The performance of the proposed GA algorithms, out of the 80 evaluations and a total of 1600 problems, was tested. The number of times that each of the objective functions of the GA_{1}, GA_{2}, and GA_{3} algorithms had the smallest mean error percentage was 45, 41, and 49, respectively. In addition, in Table 1 and Figures 8, 9, and 10, their performances were not affected with the learning rate, the generation parameter of release times, or the number of jobs. None of the three genetic algorithms had absolutely dominant performance in terms of mean error percentage. However, the combined algorithm GA_{4} strikingly outperformed each of the three algorithms in terms of the maximum mean error percentage among all the 80 scenarios with varying learning rates, numbers of jobs, and values of . The maximum mean error percentages of GA_{1}, GA_{2}, GA_{3}, and GA_{4} were 1.6268%, 0.6032%, 0.8700%, and 0.3452%, respectively. The maximum mean error percentage of GA_{1} was more than four times that of GA_{4}. The combined algorithm GA_{4} also clearly outperformed each of the three algorithms in terms of the maximum error percentage. The worst cases of the corresponding algorithms were 7.8202%, 6.9562%, 4.2205%, and 3.2396%, respectively. The worst case error of GA_{1} was more than twice that of GA_{4}. Thus, we would recommend the combined algorithm GA_{4}.

#### 6. Conclusions

In this paper, we address a single-machine total completion time problem with the sum of processing times based learning effect and release times. The objective is to minimize the total completion time. The problem without learning consideration is NP-hard one. Thus, we develop a branch-and-bound algorithm incorporating with several dominances and two lower bounds to derive optimal solution and genetic algorithms that was proposed to obtain near-optimal solutions, respectively.

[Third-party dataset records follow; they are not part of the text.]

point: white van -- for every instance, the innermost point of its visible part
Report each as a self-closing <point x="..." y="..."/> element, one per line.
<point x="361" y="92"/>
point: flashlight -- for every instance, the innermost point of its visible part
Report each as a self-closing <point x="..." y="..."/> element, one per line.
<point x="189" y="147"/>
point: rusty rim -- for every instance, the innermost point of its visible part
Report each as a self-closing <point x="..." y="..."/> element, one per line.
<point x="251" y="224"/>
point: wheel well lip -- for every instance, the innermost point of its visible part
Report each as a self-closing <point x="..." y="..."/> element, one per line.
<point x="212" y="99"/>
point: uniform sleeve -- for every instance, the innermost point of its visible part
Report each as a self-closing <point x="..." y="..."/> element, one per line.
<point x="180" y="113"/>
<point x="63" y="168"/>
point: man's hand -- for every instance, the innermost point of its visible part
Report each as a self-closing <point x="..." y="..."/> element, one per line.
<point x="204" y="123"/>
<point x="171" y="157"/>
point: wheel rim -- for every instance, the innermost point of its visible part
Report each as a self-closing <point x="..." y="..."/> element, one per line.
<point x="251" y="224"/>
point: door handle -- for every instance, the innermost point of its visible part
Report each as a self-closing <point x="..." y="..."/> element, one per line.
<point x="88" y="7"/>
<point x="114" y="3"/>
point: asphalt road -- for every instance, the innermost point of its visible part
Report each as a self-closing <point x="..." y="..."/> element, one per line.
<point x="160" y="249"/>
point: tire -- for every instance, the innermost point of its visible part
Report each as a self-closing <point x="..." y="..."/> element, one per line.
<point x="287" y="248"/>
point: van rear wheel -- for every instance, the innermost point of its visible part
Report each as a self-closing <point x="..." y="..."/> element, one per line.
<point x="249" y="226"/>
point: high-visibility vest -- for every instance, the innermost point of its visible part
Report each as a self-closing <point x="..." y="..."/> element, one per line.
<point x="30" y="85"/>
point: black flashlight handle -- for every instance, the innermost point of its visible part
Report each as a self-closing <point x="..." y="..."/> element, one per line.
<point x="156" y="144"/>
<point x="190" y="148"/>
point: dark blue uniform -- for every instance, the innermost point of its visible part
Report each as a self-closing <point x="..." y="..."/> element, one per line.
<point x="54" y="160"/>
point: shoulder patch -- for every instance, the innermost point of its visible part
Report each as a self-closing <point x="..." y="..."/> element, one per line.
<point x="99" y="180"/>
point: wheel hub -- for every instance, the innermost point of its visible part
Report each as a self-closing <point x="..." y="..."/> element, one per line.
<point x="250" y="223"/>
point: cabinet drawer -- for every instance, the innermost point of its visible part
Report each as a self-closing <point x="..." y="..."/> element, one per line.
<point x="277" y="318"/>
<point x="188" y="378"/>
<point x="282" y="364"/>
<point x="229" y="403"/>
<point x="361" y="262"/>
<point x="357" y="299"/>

The branch-and-bound algorithm performs well to solve the instances of less than or equal to 24 jobs in a reasonable amount of time. In the different varying parameter, the proposed genetic algorithms are quite accurate for small size problems and the mean error percentage of the proposed genetic algorithms are less than 0.35%. Another interesting topic for future study is to consider and study the problem in the multimachine environments or multicriteria cases.

#### Conflict of Interests

The authors declare that there is no conflict of interests regarding the publication of this paper.